Try to be as specific as possible as you explore these questions. It might even help to build them into a use case or user story. The process is almost identical to the steps you’d take if you were designing software.
Things that are more decision-oriented will lean toward clarity. If you’re trying to delight people, then it’s more about engagement.
For example, if you’re building a dashboard for an air traffic control center, then you want to be five-star clarity–your audience is already super-engaged. If you want to get a million new Facebook friends, then you need five-star engagement–clarity is secondary.
Visualize the Signal
Separating the signal from the noise is the essence of clarity. And clarity is where you start. Don’t be tempted to imagine the dancing bologna until you’ve locked onto the signal. The signal will tell you what chart type to use, what layout will work, and even how the user can best interact.

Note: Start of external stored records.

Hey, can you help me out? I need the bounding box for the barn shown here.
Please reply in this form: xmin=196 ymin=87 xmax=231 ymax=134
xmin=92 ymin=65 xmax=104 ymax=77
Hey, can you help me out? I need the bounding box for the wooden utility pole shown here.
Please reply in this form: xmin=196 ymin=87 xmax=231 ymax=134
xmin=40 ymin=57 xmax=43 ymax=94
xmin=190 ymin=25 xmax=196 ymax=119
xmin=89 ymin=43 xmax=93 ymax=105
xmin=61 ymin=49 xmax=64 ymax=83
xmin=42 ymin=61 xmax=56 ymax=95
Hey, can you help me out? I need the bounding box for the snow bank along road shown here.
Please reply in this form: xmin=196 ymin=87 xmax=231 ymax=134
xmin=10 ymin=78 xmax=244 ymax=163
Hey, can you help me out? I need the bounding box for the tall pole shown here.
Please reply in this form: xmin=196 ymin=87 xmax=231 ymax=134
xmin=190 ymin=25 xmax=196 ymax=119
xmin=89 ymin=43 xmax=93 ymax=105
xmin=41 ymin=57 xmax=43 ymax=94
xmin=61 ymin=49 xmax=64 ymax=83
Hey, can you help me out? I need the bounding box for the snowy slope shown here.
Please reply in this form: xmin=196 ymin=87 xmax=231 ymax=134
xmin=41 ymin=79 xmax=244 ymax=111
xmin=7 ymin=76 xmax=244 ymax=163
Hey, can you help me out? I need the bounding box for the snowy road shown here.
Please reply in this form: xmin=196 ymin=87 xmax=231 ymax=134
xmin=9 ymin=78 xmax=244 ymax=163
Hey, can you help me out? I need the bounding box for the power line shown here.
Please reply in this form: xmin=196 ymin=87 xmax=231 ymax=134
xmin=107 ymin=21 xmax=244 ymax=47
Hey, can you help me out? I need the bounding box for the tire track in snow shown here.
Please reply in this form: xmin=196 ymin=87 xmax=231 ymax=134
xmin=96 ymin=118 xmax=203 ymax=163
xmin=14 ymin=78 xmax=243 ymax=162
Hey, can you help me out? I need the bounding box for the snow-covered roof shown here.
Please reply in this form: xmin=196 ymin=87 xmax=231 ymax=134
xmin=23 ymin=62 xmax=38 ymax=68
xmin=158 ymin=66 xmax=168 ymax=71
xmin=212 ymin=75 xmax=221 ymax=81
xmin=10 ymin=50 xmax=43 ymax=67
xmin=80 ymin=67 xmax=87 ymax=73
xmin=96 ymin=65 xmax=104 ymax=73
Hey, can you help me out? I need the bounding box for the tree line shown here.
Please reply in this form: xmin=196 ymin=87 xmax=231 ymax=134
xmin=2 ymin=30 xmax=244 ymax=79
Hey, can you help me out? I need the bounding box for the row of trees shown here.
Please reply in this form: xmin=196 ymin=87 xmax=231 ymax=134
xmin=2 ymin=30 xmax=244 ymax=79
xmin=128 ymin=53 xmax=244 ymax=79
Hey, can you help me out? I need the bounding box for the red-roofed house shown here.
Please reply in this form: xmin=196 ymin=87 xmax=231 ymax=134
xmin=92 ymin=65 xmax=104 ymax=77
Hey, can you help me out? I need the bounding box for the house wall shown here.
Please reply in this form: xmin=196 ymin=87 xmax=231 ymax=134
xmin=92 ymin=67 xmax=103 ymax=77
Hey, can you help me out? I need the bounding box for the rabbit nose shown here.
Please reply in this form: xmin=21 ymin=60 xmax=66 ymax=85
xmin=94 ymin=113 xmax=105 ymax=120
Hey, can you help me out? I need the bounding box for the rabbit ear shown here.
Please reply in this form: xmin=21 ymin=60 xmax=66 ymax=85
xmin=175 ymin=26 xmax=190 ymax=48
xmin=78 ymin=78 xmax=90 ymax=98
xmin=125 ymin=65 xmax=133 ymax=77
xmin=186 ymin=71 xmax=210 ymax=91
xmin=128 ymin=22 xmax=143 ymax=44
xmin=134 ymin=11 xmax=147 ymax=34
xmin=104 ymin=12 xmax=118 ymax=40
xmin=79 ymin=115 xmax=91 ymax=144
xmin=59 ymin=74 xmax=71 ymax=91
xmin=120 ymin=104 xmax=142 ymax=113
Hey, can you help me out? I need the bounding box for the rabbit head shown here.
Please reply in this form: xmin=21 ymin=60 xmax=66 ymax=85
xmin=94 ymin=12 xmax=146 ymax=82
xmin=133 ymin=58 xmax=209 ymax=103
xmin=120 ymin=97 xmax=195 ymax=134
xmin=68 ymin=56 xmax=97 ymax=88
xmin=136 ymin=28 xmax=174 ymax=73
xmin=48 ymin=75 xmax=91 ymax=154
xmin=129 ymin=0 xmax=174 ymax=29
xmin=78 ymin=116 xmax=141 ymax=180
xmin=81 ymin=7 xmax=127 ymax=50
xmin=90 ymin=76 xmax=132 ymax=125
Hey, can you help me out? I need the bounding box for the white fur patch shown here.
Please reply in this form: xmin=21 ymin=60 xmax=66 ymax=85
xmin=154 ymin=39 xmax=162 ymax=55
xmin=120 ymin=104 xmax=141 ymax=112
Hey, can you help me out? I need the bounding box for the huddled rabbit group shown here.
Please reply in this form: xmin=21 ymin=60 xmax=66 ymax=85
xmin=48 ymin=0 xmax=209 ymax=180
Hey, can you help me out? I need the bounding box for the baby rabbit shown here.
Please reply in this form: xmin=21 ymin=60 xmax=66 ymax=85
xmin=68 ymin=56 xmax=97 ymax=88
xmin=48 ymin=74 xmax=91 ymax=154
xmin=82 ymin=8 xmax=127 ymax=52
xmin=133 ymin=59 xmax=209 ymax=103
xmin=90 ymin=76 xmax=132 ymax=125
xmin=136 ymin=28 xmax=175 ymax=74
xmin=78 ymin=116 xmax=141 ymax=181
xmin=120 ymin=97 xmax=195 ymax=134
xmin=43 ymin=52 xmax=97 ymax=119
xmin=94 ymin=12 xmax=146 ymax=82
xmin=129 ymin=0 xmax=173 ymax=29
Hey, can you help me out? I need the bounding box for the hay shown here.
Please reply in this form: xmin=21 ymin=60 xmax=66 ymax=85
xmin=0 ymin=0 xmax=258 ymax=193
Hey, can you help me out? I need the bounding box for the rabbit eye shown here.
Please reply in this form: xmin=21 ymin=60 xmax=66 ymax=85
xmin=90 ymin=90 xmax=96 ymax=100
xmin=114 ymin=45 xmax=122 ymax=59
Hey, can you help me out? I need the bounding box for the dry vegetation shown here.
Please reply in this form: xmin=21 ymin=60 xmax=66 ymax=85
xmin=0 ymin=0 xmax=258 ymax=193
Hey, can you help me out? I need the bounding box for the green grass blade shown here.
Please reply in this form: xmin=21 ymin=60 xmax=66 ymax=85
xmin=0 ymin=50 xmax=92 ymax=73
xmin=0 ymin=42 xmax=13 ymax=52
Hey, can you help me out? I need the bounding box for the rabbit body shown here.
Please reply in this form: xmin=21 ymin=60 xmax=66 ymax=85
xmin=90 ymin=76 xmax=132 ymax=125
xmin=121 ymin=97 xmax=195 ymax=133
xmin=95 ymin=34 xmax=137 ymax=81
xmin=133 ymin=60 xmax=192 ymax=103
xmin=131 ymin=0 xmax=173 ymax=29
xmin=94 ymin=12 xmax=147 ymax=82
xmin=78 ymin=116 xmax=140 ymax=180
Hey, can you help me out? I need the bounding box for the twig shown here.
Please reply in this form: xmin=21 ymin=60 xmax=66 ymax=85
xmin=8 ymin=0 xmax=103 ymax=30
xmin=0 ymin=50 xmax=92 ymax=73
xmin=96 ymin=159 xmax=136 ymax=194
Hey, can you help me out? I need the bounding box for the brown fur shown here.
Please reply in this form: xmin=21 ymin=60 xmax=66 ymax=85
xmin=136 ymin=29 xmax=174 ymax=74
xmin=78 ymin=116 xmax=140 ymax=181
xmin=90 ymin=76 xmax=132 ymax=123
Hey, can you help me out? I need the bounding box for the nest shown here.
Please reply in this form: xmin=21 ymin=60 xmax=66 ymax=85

Many projects go awry right here. You jump ahead to a cool concept and only later discover that the data doesn’t support it. You do this because design is the fun creative stuff and analyzing data isn’t. Unfortunately, great data visualizers are first and foremost great signal finders. They’re data analysts at heart. This is why there are so few of them.
I would go so far as to say data visualization is a misnomer. It should be called signal visualization. Exploring the data to find the signal isn’t something you should leave to others. It’s fundamental to your job.
Think back to the suicide graphic in the previous article. Do you think the creators of the visual stumbled into that particular format by accident? I highly doubt it.
I imagine they explored a much larger data set that probably included race, region, socio-economic status, and a host of other variables. Through careful exploration, they discovered that age cohort was a strong signal – perhaps the strongest. They then crafted a visual that would bring that particular signal to the forefront. This effort is what makes the visual so effective.
I can’t emphasize this enough: signal must come first, even if your aim is primarily engagement.
Improve the Engagement
Engagement is a creative process, but it can still be systematic. Here are four things you can do:
1. Colour to set the tone
Colour’s impact is instant. You can use it to evoke different moods, to spark an emotional response, or to draw attention to a specific element. Think of it like a soundtrack in a movie. It sets the tone.
Start by choosing a palette that fits your purpose. Red is bold, dangerous, or angry. Orange is playful. Etc. Just don’t overdo it. Each colour you use attracts attention, so the more colours you use, the more your audience’s attention will be split. Don’t forget about grey. It might be the most useful of them all because it conveys information without fighting for attention.